友人が「あんたとは正反対だけど…」と苦笑交じりに新書「目立つ力 インターネットで人生を変える方法」をくれた。最近話題の?勝間本だ。題名を見るだけで正反対だっていうことは分かるし、読後感も「予想通り」としか言えない。逆に言うと、何の先入観もないままに読んでいたら違和感が残っただろう。
この本を読んで、「目立つ」「有名になる」「出版にこぎつける」などの見返りを見込んでブログを始めようなんていう人がいるのだとしたら、かなり罪作りな本だと思う。著者のレベルまで行くにはブログを書いて情報を共有するなんていうこと以上に、「私は優秀よ!」「私は他の人と違うの!」「私を見て!」と自分を売り込む押し出しの強さが不可欠なはずだ。
報酬を求めてブログを書いている人は、もともとたくさんいる。
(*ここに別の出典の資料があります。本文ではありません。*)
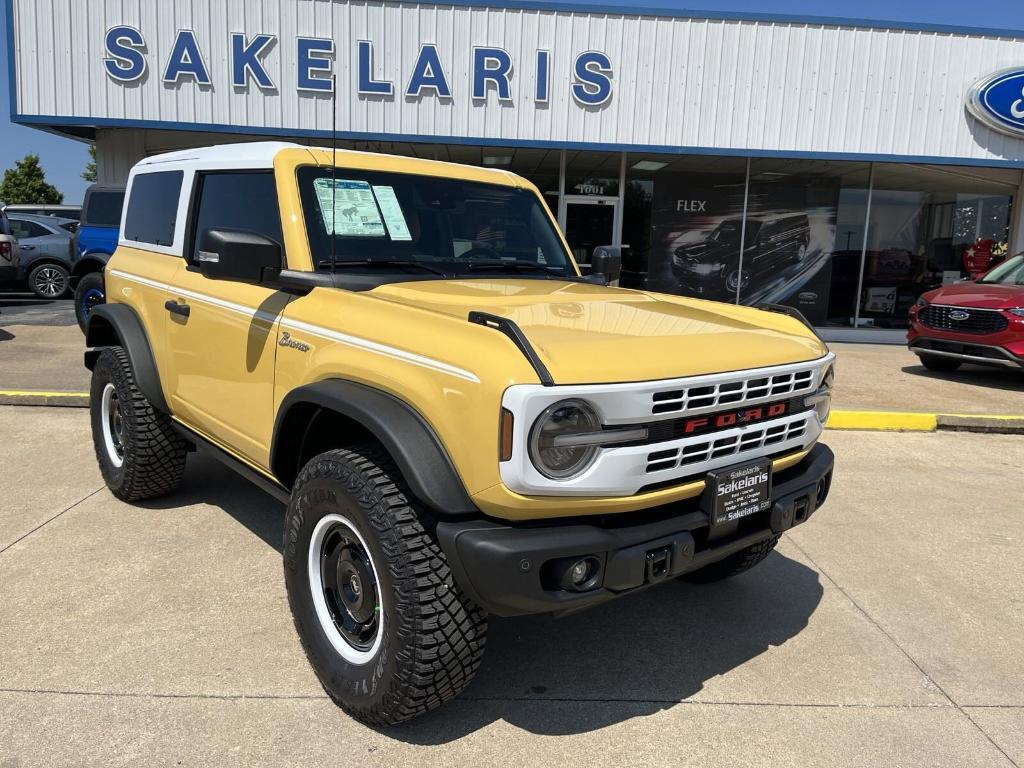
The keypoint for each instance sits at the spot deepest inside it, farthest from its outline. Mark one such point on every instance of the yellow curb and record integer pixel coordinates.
(39, 393)
(1019, 417)
(889, 421)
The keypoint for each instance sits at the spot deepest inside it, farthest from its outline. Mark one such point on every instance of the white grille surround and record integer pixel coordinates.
(626, 470)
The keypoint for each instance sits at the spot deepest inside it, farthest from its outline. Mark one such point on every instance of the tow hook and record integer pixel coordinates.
(658, 564)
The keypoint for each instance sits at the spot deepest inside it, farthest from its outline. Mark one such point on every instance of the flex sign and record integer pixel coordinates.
(494, 72)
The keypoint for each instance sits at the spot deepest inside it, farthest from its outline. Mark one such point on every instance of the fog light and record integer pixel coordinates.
(580, 572)
(573, 573)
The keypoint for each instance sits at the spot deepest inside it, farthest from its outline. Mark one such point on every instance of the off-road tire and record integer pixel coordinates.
(87, 287)
(940, 365)
(432, 635)
(734, 564)
(154, 455)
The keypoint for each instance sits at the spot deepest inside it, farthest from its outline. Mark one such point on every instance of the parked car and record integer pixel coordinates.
(458, 425)
(60, 211)
(8, 251)
(979, 322)
(46, 251)
(97, 238)
(711, 267)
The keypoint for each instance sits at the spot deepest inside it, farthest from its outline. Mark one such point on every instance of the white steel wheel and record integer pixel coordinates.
(113, 425)
(345, 590)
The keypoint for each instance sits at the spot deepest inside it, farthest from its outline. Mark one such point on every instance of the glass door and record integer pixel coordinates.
(589, 223)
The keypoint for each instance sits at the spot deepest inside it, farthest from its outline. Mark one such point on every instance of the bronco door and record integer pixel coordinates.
(222, 334)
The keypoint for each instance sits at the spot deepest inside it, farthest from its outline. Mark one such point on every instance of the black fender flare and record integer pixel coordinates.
(404, 433)
(118, 325)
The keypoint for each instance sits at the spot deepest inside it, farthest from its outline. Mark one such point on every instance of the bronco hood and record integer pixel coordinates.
(591, 334)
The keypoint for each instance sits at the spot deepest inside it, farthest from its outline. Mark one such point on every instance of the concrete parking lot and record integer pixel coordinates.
(887, 631)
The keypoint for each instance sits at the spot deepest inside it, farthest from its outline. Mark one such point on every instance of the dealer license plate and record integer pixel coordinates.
(739, 491)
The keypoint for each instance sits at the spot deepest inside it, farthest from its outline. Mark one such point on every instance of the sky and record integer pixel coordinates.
(64, 159)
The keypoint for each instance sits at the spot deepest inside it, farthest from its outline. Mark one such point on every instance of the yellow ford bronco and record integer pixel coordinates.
(404, 353)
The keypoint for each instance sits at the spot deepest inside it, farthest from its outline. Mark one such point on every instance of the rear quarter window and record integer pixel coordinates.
(102, 208)
(153, 208)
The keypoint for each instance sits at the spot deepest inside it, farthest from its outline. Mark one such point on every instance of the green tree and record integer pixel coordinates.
(26, 182)
(89, 174)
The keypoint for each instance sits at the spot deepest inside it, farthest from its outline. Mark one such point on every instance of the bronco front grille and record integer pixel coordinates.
(963, 320)
(736, 442)
(733, 392)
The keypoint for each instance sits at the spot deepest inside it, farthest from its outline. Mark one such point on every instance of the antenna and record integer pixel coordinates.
(334, 168)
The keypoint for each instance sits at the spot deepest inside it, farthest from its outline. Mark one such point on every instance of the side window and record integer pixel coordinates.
(19, 228)
(237, 201)
(154, 207)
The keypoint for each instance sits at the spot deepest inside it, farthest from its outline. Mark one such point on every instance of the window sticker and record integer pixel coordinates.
(353, 207)
(393, 216)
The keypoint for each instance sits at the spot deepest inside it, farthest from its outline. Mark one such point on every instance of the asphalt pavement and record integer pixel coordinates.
(885, 632)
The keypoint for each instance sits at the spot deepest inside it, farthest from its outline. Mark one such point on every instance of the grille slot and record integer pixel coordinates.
(732, 392)
(718, 448)
(976, 322)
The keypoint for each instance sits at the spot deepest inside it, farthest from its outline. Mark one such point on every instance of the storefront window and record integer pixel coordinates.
(696, 204)
(930, 226)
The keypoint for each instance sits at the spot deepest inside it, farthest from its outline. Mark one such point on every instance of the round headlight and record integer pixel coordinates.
(552, 448)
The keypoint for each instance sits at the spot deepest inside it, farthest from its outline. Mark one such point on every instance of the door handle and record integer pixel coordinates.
(175, 308)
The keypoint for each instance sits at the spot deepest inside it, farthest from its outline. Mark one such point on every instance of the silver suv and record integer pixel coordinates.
(8, 250)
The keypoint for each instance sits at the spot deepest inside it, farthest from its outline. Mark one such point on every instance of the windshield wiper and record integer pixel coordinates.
(516, 266)
(398, 263)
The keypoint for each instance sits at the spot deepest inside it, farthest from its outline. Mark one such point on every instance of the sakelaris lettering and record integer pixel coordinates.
(492, 70)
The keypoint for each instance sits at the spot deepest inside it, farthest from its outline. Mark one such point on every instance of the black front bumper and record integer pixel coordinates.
(515, 569)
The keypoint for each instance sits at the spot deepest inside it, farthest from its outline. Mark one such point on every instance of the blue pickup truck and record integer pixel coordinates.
(97, 238)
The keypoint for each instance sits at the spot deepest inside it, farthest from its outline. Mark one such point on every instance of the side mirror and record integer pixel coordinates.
(238, 255)
(607, 260)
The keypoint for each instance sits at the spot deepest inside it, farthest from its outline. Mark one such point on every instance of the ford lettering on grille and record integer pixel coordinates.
(713, 422)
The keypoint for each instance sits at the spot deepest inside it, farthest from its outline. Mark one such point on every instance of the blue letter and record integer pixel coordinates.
(492, 65)
(593, 79)
(247, 60)
(428, 73)
(126, 62)
(369, 86)
(185, 58)
(313, 53)
(543, 76)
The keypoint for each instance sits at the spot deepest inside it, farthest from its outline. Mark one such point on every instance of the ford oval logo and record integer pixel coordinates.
(997, 100)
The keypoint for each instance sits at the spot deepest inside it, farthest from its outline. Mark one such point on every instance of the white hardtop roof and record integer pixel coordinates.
(249, 155)
(260, 155)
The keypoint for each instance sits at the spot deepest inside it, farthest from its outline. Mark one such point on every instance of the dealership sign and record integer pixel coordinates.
(997, 100)
(126, 60)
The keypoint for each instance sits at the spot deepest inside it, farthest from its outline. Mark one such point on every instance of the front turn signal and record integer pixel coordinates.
(505, 438)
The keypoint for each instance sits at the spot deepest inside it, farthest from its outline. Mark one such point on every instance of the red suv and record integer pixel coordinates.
(979, 322)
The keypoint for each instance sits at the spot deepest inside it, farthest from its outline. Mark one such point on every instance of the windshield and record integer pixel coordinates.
(730, 230)
(1011, 272)
(376, 220)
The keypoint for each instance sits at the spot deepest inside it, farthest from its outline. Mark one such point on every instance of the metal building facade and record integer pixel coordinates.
(697, 85)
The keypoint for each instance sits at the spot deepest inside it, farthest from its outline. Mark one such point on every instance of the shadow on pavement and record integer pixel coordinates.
(647, 651)
(209, 481)
(992, 378)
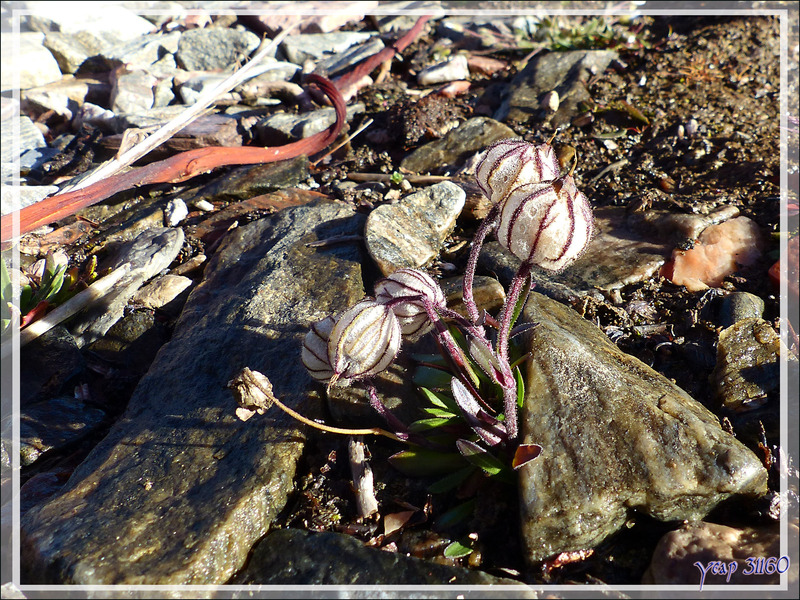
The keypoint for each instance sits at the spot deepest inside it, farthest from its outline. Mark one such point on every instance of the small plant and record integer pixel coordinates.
(474, 387)
(46, 284)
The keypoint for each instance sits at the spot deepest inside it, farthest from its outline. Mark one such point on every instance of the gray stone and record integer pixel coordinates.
(283, 128)
(313, 46)
(296, 557)
(179, 460)
(133, 341)
(29, 137)
(677, 552)
(35, 158)
(564, 72)
(133, 92)
(739, 306)
(46, 364)
(243, 183)
(410, 232)
(450, 70)
(142, 51)
(28, 194)
(617, 438)
(53, 424)
(747, 373)
(162, 291)
(457, 145)
(214, 48)
(34, 65)
(71, 50)
(148, 254)
(336, 64)
(193, 88)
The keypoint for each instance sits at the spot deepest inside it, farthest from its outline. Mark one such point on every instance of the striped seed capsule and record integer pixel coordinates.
(549, 224)
(411, 314)
(508, 164)
(363, 342)
(315, 350)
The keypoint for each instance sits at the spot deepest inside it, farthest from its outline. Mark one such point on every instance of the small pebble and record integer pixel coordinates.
(550, 101)
(175, 212)
(203, 205)
(451, 70)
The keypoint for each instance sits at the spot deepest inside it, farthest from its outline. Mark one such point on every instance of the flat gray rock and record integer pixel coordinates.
(148, 254)
(53, 424)
(564, 72)
(410, 232)
(296, 557)
(747, 373)
(214, 48)
(300, 48)
(618, 438)
(180, 489)
(457, 145)
(33, 64)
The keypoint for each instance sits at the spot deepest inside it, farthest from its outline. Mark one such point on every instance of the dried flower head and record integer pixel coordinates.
(364, 341)
(549, 224)
(315, 350)
(414, 285)
(507, 164)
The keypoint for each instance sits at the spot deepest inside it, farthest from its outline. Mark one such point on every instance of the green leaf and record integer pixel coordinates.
(480, 457)
(26, 299)
(457, 550)
(455, 515)
(440, 400)
(420, 462)
(449, 482)
(429, 377)
(440, 413)
(428, 424)
(6, 293)
(520, 387)
(434, 359)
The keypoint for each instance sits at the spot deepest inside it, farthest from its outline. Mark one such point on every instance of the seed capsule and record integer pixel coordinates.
(508, 164)
(315, 350)
(410, 283)
(364, 341)
(549, 224)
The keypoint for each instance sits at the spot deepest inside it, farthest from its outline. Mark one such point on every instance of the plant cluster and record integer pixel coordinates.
(540, 216)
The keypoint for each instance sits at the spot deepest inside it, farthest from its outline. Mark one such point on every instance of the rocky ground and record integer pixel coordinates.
(653, 383)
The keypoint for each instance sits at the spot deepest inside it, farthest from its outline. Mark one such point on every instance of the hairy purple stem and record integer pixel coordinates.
(508, 308)
(472, 263)
(398, 427)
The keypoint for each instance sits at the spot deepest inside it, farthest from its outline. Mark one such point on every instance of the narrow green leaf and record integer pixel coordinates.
(440, 400)
(490, 464)
(457, 550)
(420, 462)
(440, 412)
(429, 377)
(434, 359)
(449, 482)
(520, 386)
(427, 424)
(455, 515)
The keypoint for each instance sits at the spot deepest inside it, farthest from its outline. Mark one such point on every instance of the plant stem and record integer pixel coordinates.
(472, 263)
(320, 426)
個人のアフィリエイトブログを別にしても、いわゆる社長ブログとか企業の○○部が運営しているブログなど。著者のいうように目標を設定してブログを運営すれば成果がでるかっていうと、今までのところそうでもないと思う。
これまでに読んだことのある社長ブログや企業ブログには逆効果と思われるものだって数多くある。たとえば、有名企業の某チームが大学のサークルのノリでつづっているブログとか、中高生の作文並みとしか思えない某社長ブログとか。『このブログを読んで、ブログ主に仕事を頼もうって気になる人はいるんだろうか…』と心配になったことも1回や2回じゃない。ブログをビジネスに生かすことができたのは著者やホリエモンやサイバーエージェントの藤田晋社長など、ごく限られた人たちだけだ。
世の中にあまたいる凡人にいたっては何をか言わんやだ。このブログのアクセスが2005年の4月末、
この記事をきっかけに爆発的に増えた。2ちゃんねるのあちこちからリンクされ、1日1万超のアクセスが殺到、数分おきにコメントが寄せられて手がつけられなくなった。自分の見たこと聞いたこととその感想を書いただけなのに、なんでみんなそんなに興奮するんだろう? アクセスが増えても、嬉しいどころか困ったし正直いって怖かった。
私がやったことは著者とは正反対。更新頻度を落とし、当たり障りのないつまらないことを書き、新聞・雑誌の取材はすべて断った。とにかく閲覧者を減らしたかった。ひとり言を垂れ流しているだけのブログなんだからそれでいいじゃない。みんながみんな何らかの見返りに期待してブログを書くなんて、欲望がギラギラしていて気持ち悪い。目立たなくていいんだよ。
本書によると「αブロガーの定義は、おおむね、月に5万PV(ページビュー)と定義する人もいるくらいです」とのこと。この定義が成り立つのだったら、昨年末で更新をやめた別ブログについては私はαブロガーということになる。毎月10万以上のPVがあったから。
でも、こっちもアクセスが増えるといいことよりも悪いことが増えた。自分がαブロガーだなんて実感したことは皆無だったな。情報の共有を目指して始めたブログで、常識が共有できない人の多さに気付いたってところだ。
アクセスが月間10万PVを超えるブログを運営して知り合えた人は大きく分けて2種類。世の中にはこんな素晴らしい人もいたのか〜というほど感動的な人と、どうしようもないほど非常識な人と。普通の人は黙って見ているだけなのでコンタクトはない。
この2種類のバランスが>から<に変わった時点で消耗が著しくなり、ブログを続ける意味がなくなった。具体的には、ある大手企業課長の職業倫理観を疑う行動により、昨年夏の段階で心がポキンと折れちゃった(この人は自身を“純粋”だと自認しているのでつける薬はない)。協力してくれる人に悪いからとズルズル続けていたブログをやめることができたのは、父の死がきっかけだった。
目立たずほどほど、テキトーに。これがブログを始めてからの5年半で身に付けた私なりの「長くブログを続ける方法」だし、今年読んだネット関連本では、やはり「
ウェブはバカと暇人のもの (光文社新書)」に一番共感できた。ツイッターもアカウントを取ったまま放置状態。こんな私はいつの間にかネット利用者の落ちこぼれになりつつある。